Estas hipótesis muestran una vez más la vacilación del Gobierno entre salvar a los empresarios y sus ganancias o poner en marcha una estrategia real para detener la crisis sanitaria. Además, quizás responda a las instrucciones de la cámara patronal (MEDEF), cuyo jefe, Geoffroy Roux de Bézieux, dijo en una reciente entrevista que “la mayor parte de los contagios no se producen en el lugar de trabajo sino en el ámbito privado". Un cinismo atroz, y el argumento por el que exige a millones de personas que vayan todos los días a trabajar en un transporte público abarrotado y expuestos a un contagio casi seguro.

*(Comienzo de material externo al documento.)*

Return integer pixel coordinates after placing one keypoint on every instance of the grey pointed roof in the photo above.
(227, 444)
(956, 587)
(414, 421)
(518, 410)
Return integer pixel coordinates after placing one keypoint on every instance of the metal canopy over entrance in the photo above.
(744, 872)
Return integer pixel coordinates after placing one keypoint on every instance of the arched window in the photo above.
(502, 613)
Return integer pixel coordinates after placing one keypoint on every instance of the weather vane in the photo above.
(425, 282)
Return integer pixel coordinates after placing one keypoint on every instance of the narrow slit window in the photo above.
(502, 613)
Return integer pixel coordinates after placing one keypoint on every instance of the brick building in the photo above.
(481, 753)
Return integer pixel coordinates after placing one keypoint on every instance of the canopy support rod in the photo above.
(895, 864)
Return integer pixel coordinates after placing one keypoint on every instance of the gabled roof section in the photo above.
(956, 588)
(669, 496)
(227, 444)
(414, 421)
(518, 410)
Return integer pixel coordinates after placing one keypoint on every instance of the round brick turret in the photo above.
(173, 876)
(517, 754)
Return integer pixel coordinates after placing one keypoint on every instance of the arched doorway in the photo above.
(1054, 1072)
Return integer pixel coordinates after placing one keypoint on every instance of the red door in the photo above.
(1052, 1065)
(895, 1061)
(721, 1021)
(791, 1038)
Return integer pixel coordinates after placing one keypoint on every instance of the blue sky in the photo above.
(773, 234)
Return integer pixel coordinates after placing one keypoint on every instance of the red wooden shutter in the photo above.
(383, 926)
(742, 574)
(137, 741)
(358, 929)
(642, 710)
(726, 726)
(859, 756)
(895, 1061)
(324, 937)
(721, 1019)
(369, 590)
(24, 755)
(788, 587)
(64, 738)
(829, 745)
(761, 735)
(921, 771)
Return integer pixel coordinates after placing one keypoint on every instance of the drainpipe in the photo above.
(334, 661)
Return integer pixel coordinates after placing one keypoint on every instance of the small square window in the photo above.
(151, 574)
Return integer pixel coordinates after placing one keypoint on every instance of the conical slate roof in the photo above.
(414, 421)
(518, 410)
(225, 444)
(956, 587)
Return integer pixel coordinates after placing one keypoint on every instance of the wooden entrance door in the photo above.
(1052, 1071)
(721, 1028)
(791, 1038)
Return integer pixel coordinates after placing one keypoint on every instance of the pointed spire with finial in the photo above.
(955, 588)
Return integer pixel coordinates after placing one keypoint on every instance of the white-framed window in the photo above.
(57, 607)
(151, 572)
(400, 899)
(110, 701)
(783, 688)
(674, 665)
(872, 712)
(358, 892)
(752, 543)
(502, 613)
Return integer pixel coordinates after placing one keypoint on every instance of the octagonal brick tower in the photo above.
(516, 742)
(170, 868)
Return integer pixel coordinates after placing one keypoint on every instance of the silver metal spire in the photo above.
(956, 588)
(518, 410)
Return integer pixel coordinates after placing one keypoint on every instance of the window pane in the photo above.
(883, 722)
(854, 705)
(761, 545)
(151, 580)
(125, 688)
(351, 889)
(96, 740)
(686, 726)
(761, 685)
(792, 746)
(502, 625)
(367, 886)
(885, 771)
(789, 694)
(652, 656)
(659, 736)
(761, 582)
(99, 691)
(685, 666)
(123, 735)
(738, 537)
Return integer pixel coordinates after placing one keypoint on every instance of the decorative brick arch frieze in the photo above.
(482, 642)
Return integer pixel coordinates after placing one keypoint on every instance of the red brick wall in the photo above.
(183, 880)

Al Gobierno no le importa si las medidas de distanciamiento social son realmente posibles en el transporte, está demasiado ocupado movilizando a las fuerzas represivas para garantizar que los cafés estén cerrados o militarizas los barrios obreros para amedrentar a los trabajadores para que no se queden fuera de su casa cuando vuelven de sus empleos.
Una vez más, las autoridades prefieren en gran medida la gestión represivas antes que tomar medidas sanitarias efectivas. La elección por parte de Macron del término "toque de queda" en lugar de "confinamiento nocturno", mostró inmediatamente la dimensión política de esta medida.

Lo que necesita Francia urgentemente es un plan de inversión masiva para los hospitales para hacer frente a esta segunda ola. Mientras que 2.575 personas ya están en cuidados intensivos y que Francia solo tiene 5.800 camas de cuidados intensivos, el Gobierno no parece dispuesto a pagar un solo centavo para este fin.

Ante una epidemia "fuera de control", se necesitan medidas realmente fuertes, se debe buscar romper realmente las cadenas de contagio. Resulta evidente que las medidas de Macron están puestas en función de la economía y no de la salud y la vida de los trabajadores y el pueblo de Francia.